A repeat client purchased a single-family investment property on a large lot with a conventional mortgage at a low-interest rate. At the same time, the borrower was in process of obtaining permits for a 6-unit multi-family project.
The borrower wanted to leave the low-interest rate 1st Trust Deed loan in place and get a construction loan that would go behind the 1st through the construction period. A request most lenders would not make.
However, with the strong borrower relationship and Fidelis’s ability to be creative, we structured a construction loan that included the money to pay off the 1st trust deed loan at completion while funding the construction with a 2nd trust deed loan. A win/win for the borrower and Fidelis.

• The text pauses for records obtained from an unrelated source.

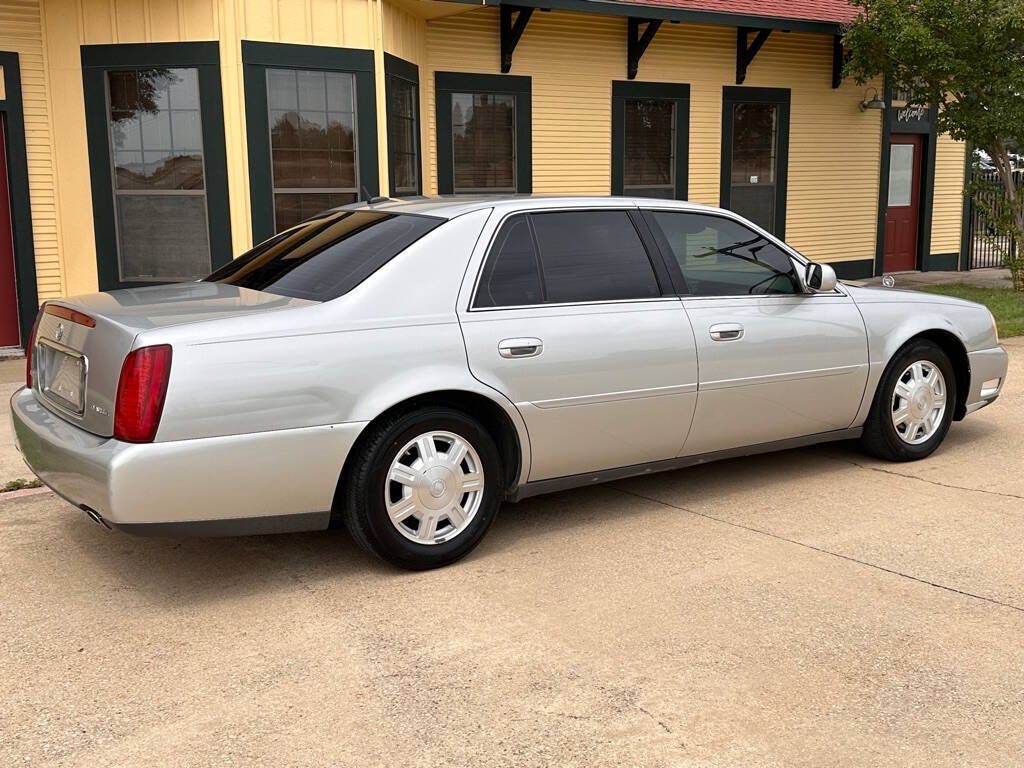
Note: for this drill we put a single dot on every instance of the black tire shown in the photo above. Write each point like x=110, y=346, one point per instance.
x=365, y=512
x=881, y=437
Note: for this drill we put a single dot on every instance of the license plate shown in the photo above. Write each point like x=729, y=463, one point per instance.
x=62, y=378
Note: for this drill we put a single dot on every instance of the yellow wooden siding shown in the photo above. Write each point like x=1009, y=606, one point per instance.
x=22, y=33
x=947, y=208
x=71, y=24
x=572, y=58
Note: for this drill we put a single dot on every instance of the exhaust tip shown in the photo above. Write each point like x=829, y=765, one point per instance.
x=95, y=517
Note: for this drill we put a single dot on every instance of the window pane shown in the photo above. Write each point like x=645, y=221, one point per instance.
x=510, y=278
x=312, y=142
x=156, y=146
x=649, y=147
x=721, y=257
x=593, y=256
x=163, y=238
x=900, y=174
x=157, y=136
x=483, y=141
x=401, y=126
x=326, y=257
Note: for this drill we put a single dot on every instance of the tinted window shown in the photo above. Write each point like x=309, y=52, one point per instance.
x=327, y=256
x=510, y=276
x=593, y=256
x=721, y=257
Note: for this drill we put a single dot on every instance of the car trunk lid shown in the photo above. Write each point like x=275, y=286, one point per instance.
x=81, y=342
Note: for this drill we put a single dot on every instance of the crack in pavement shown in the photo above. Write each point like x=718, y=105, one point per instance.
x=821, y=550
x=923, y=479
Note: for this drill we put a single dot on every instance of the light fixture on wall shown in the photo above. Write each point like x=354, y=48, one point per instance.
x=872, y=102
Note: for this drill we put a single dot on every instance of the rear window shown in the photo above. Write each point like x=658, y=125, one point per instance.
x=327, y=256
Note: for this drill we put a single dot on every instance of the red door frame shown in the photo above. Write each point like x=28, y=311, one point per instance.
x=9, y=333
x=16, y=194
x=902, y=223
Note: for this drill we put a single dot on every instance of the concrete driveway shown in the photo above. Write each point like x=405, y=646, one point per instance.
x=807, y=608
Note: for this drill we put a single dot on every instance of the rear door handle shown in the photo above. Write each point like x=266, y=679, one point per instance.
x=520, y=347
x=726, y=331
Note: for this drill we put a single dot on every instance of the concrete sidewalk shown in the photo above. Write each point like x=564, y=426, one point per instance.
x=993, y=278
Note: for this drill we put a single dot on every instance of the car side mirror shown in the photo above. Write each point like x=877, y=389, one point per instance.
x=819, y=278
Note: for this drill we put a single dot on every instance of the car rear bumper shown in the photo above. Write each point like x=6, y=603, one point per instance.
x=253, y=483
x=988, y=373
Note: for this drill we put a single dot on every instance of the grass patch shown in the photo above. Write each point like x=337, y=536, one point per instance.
x=1007, y=305
x=19, y=484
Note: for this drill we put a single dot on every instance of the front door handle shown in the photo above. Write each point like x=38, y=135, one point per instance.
x=726, y=331
x=520, y=347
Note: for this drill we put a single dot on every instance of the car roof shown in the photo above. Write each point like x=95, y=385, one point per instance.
x=450, y=206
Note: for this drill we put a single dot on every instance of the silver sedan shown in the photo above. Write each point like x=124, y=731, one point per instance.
x=403, y=368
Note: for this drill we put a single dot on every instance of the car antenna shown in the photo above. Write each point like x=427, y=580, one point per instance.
x=371, y=200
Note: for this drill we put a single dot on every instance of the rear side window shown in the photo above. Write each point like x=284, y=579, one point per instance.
x=511, y=276
x=570, y=256
x=327, y=256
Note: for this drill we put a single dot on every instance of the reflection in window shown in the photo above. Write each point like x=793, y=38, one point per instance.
x=312, y=142
x=401, y=130
x=483, y=142
x=721, y=257
x=649, y=147
x=159, y=182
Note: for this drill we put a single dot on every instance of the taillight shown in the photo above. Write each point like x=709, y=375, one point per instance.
x=29, y=346
x=141, y=390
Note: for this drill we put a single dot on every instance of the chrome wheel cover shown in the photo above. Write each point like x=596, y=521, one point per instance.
x=434, y=487
x=919, y=402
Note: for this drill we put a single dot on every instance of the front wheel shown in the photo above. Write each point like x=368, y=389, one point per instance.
x=913, y=406
x=424, y=488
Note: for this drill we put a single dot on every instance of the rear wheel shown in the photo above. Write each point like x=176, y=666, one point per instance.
x=424, y=488
x=913, y=404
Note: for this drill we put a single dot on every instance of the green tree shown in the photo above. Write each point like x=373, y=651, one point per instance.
x=966, y=57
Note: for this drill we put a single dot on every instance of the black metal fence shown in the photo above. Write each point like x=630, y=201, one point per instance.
x=984, y=247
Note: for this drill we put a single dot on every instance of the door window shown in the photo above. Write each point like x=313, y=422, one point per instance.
x=721, y=257
x=900, y=174
x=159, y=178
x=649, y=137
x=566, y=257
x=312, y=142
x=511, y=276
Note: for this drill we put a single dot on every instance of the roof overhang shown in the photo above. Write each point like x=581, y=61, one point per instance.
x=692, y=15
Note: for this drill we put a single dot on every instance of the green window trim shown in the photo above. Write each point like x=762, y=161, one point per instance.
x=205, y=57
x=446, y=83
x=12, y=113
x=622, y=90
x=399, y=69
x=731, y=95
x=256, y=59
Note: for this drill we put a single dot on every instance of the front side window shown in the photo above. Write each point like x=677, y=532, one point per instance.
x=483, y=142
x=159, y=180
x=721, y=257
x=312, y=142
x=650, y=140
x=566, y=257
x=327, y=256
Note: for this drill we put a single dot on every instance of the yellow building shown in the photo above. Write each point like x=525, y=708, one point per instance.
x=152, y=140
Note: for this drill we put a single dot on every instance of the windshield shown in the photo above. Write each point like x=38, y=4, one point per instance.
x=326, y=256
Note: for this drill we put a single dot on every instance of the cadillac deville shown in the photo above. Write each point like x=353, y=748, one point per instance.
x=402, y=368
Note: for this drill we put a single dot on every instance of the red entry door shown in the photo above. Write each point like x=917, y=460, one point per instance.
x=902, y=213
x=9, y=336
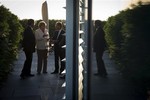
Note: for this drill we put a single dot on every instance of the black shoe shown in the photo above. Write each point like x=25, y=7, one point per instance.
x=96, y=74
x=44, y=72
x=30, y=75
x=23, y=77
x=55, y=72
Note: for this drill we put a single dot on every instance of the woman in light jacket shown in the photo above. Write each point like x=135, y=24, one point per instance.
x=42, y=43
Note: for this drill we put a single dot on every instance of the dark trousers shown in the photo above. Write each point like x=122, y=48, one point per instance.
x=59, y=65
x=42, y=60
x=27, y=64
x=100, y=63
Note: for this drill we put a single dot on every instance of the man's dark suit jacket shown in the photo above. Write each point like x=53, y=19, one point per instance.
x=58, y=44
x=28, y=42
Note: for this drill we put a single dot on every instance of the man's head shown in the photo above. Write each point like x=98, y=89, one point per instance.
x=42, y=25
x=58, y=25
x=97, y=23
x=31, y=22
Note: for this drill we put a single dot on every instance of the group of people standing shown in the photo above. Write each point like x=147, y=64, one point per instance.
x=40, y=39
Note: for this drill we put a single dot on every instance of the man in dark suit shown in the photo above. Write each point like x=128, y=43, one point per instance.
x=58, y=40
x=99, y=45
x=28, y=45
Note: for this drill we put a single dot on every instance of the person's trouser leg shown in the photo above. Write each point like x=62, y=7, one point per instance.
x=27, y=64
x=56, y=61
x=39, y=66
x=45, y=55
x=100, y=63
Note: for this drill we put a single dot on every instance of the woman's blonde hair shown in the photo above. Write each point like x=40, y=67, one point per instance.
x=42, y=23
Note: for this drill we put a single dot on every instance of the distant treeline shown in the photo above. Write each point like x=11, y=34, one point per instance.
x=128, y=39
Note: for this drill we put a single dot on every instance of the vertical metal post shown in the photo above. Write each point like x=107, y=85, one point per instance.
x=71, y=50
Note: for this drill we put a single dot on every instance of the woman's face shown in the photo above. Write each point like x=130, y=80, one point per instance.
x=42, y=27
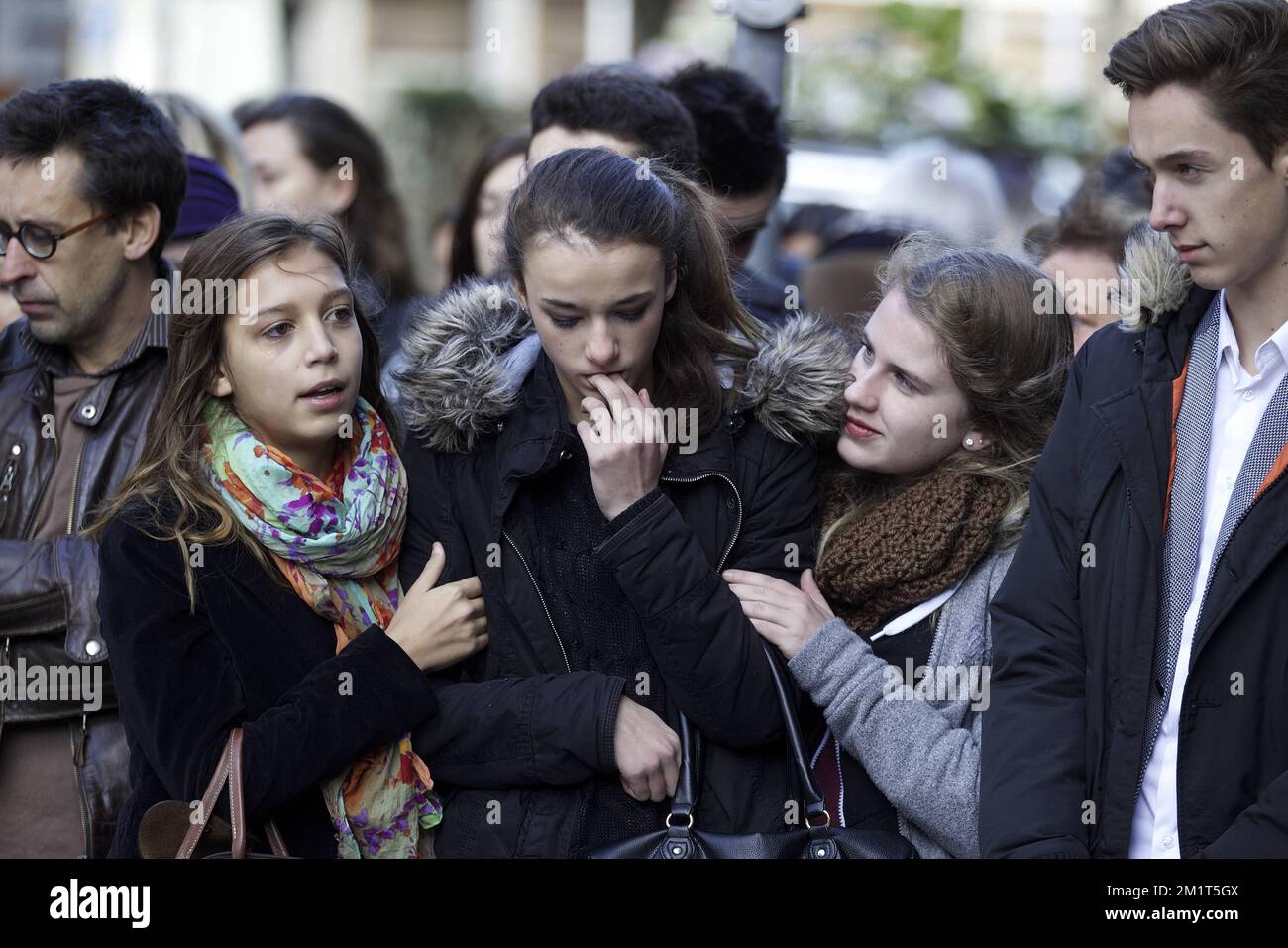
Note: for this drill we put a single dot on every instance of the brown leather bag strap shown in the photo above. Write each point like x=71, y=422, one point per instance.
x=207, y=804
x=236, y=802
x=230, y=771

This allowed the borrower to keep the low-interest 1st trust deed loan during the construction period while also obtaining a construction loan, reducing the overall borrowing cost by leaving the low-interest rate 1st in place.
Fidelis Private Fund provided the borrower a $1,800,000 construction 2nd Trust Deed refinance construction loan (that included the money to pay off the 1st), at a conservative 60% LTV ratio at completion, and stabilized occupancy.
The exit strategy is to refinance with a conventional lender.
The Fidelis Private Fund helped the borrower reduce his borrowing costs by keeping the low-interest 1st in place while receiving the construction funds needed to complete the project. At the same time, making it a smooth and hassle-free loan process.
Another transaction where Fidelis Private Fund is helping our clients achieve their financial goals.